We also know that apart from possibly being agents of the Drug Enforcement Agency and the CIA of the US, Headley was also involved with LeT and Al Qaeda, especially the Brigade 313 component of the latter. ‘Brigade 313’ is a particularly extremist organization led by another ex-SSG commando, the one-eyed Ilyas Kashmiri. His tentacles into the Pakistani Army are legendary. He lost one of his eyes in an Afghanistan operation when he was part of the Pakistani Army. After the Afghan jihad, the Pakistani Army asked him to direct his attention to the jihad in Kashmir and he joined the Harkat-ul-Jihadi-Islami (HuJI). He was captured by the Indian Army but escaped within two years. He ran a terrorist training camp in Kotli, his home town, which was frequently visited by the then Rawalpindi Corps Commander of the 10th Corps Gen Mehmood Ahmed. The Rawalpindi-based 10th Corps has responsibility for Kashmir operations and for pushing infiltrators across the LoC. Ilyas Kashmiri has also been described as chief of al-Qaeda’s shadow army—Lashkar-e-Zil, a loose alliance of al-Qaeda-and Taliban-linked anti-US militia which has distinguished itself by conducting unusual guerrilla operations, like the one that targeted the CIA’s Forward Operating Base in Khost on December 31, 2009, killing seven CIA officials. He has reportedly conducted several major military actions in India, including the 1994 Al-Hadid operation in New Delhi, to get some of his jihadi comrades released. He is even reported to have beheaded an Indian Army officer in c. 2000 for which Gen. Pervez Musharraf gave him a cash reward. The dividing line between the Pakistani Army and the Islamist jihadi terrorists thus disappears in most cases.
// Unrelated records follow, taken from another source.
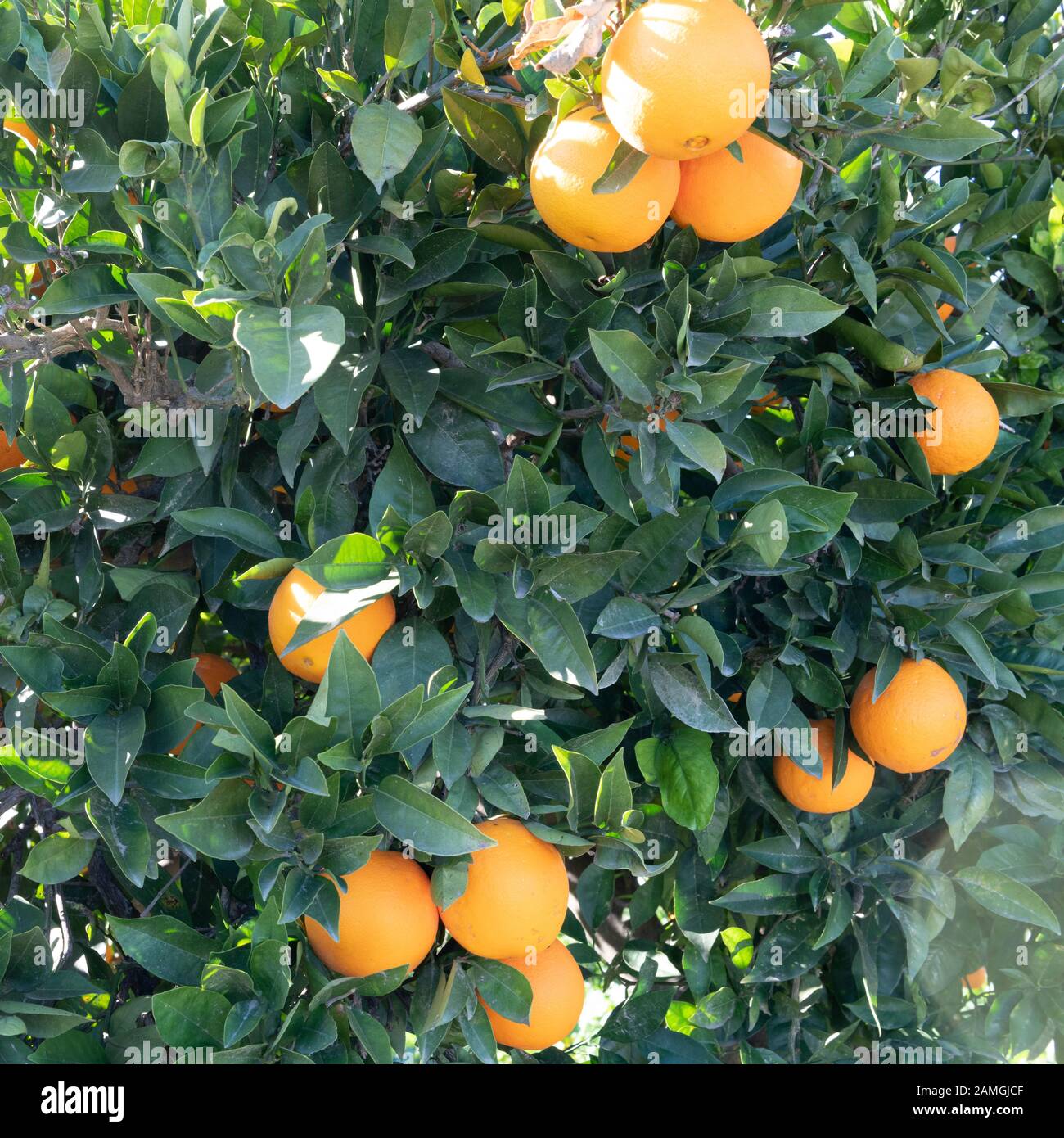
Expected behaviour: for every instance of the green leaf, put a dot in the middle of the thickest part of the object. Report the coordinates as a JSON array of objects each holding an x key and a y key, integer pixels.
[
  {"x": 163, "y": 946},
  {"x": 218, "y": 825},
  {"x": 111, "y": 744},
  {"x": 190, "y": 1018},
  {"x": 384, "y": 139},
  {"x": 57, "y": 858},
  {"x": 968, "y": 794},
  {"x": 83, "y": 291},
  {"x": 244, "y": 530},
  {"x": 428, "y": 824},
  {"x": 688, "y": 776},
  {"x": 1008, "y": 898},
  {"x": 289, "y": 349},
  {"x": 487, "y": 132},
  {"x": 629, "y": 362}
]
This does not mean that Ilyas Kashmiri had not hesitated to bite the hands that fed him once. In spite of receiving a cash reward from Gen. Musharraf, he tried to assassinate him later on. The Islamist cause is obviously more important than individuals, friendship and regimental loyalty. He was to prove this point once again in November, 2008 when he eliminated Maj. Gen. (retd.) Feisal Alvi, the ex Commander of his own SSG because he had conducted operations against the Taliban earlier. He used Major Haroon Ashique for this purpose. Later, in December 2009, he mounted an audacious attack on the General Head Quarters (GHQ) itself at Rawalpindi with the possible intention of capturing or killing Gen. Kayani, the Chief of the Pakistani Army. He made use of another ex-Army officer Col. Usman for that purpose.